No religious group is more strongly backing Trump’s candidacy than white evangelical Protestants. Roughly two-thirds (66%) of white evangelical Protestant voters report they will vote for or are leaning towards supporting Trump, while only 17% say they are supporting Clinton. Nearly half of white mainline Protestant voters (49%) and white Catholic voters (48%) favor Trump while about four in ten of each group (39% and 41%) support Clinton. Conversely, Clinton enjoys a sizable advantage over Trump among non-Christian voters (58% vs. 25%), and unaffiliated voters (66% vs. 21%), and has an overwhelming lead among Hispanic Catholic voters (84% vs. 12%) and black Protestant voters (90% vs. 3%).2 Unlike white evangelical Protestants who strongly support Trump, nonwhite evangelical Protestant voters—a category that includes black, Hispanic, and Asian-Pacific Islander Protestants—are backing Clinton over Trump by a nearly equally wide margin (67% vs. 24%).
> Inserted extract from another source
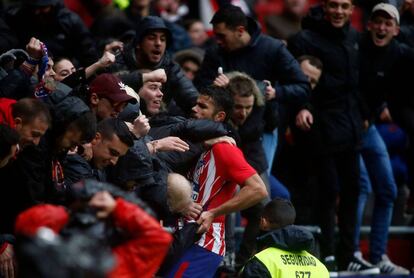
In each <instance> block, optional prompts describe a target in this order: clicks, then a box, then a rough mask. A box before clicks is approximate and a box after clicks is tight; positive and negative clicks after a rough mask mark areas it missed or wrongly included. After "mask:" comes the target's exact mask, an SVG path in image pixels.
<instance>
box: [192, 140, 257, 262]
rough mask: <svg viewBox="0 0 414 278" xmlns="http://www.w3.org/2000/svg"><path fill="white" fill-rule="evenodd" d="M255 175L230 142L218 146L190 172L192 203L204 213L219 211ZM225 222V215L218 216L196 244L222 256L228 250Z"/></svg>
mask: <svg viewBox="0 0 414 278" xmlns="http://www.w3.org/2000/svg"><path fill="white" fill-rule="evenodd" d="M254 174H256V171H255V170H254V169H253V168H252V167H251V166H250V165H249V164H248V163H247V162H246V159H245V158H244V156H243V153H242V152H241V151H240V149H238V148H237V147H235V146H233V145H231V144H227V143H219V144H215V145H214V146H213V147H212V148H211V149H210V150H209V151H206V152H204V153H203V154H202V155H201V157H200V159H199V160H198V162H197V164H196V166H195V168H194V169H193V171H192V172H191V173H190V180H191V181H192V186H193V200H194V201H195V202H197V203H200V204H201V205H202V206H203V208H204V210H210V209H212V208H216V207H218V206H220V205H221V204H223V203H225V202H227V201H228V200H229V199H231V198H232V197H233V195H234V193H235V191H236V186H237V184H239V185H241V186H243V184H244V182H245V181H246V180H247V179H248V178H250V177H251V176H253V175H254ZM224 220H225V216H224V215H222V216H219V217H216V218H215V219H214V221H213V223H212V225H211V226H210V229H209V230H208V231H207V232H206V233H204V234H203V235H202V236H201V239H200V240H199V241H198V242H197V243H196V244H198V245H199V246H201V247H203V248H205V249H207V250H209V251H212V252H214V253H216V254H218V255H221V256H223V255H224V253H225V248H226V247H225V241H224V222H225V221H224Z"/></svg>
A gender gap in vote preference is evident across religious groups, but it is much more pronounced in some groups than others. More than seven in ten (71%) white evangelical Protestant male voters express support for Trump, compared to 60% of white evangelical Protestant female voters. There is similar sized gap among white mainline Protestant voters. A majority (54%) of white mainline Protestant male voters favor Trump, while fewer than one-third (31%) are supporting Clinton. White mainline Protestant female voters are divided with an equal number expressing support for Trump (45%) as Clinton (45%). White Catholic voters have a much more pronounced gender gap: Nearly six in ten (58%) white Catholic male voters favor Trump, compared to only 38% of white Catholic female voters. Nearly half (49%) of white Catholic female voters are backing Clinton.
1 Results for this analysis were derived by aggregating four independent surveys conducted between Sept. 22 to Oct. 17. The combined telephone surveys all share the same methodology (RDD telephone). The combined data was then re-weighted to ensure that the demographic characteristics of the sample closely approximate the overall characteristics of the U.S. adult population. All references to “voters” are “likely voters” in this analysis.
2 The results for Hispanic Catholic voters includes fewer than 100 respondents (N=91) and should be interpreted with caution.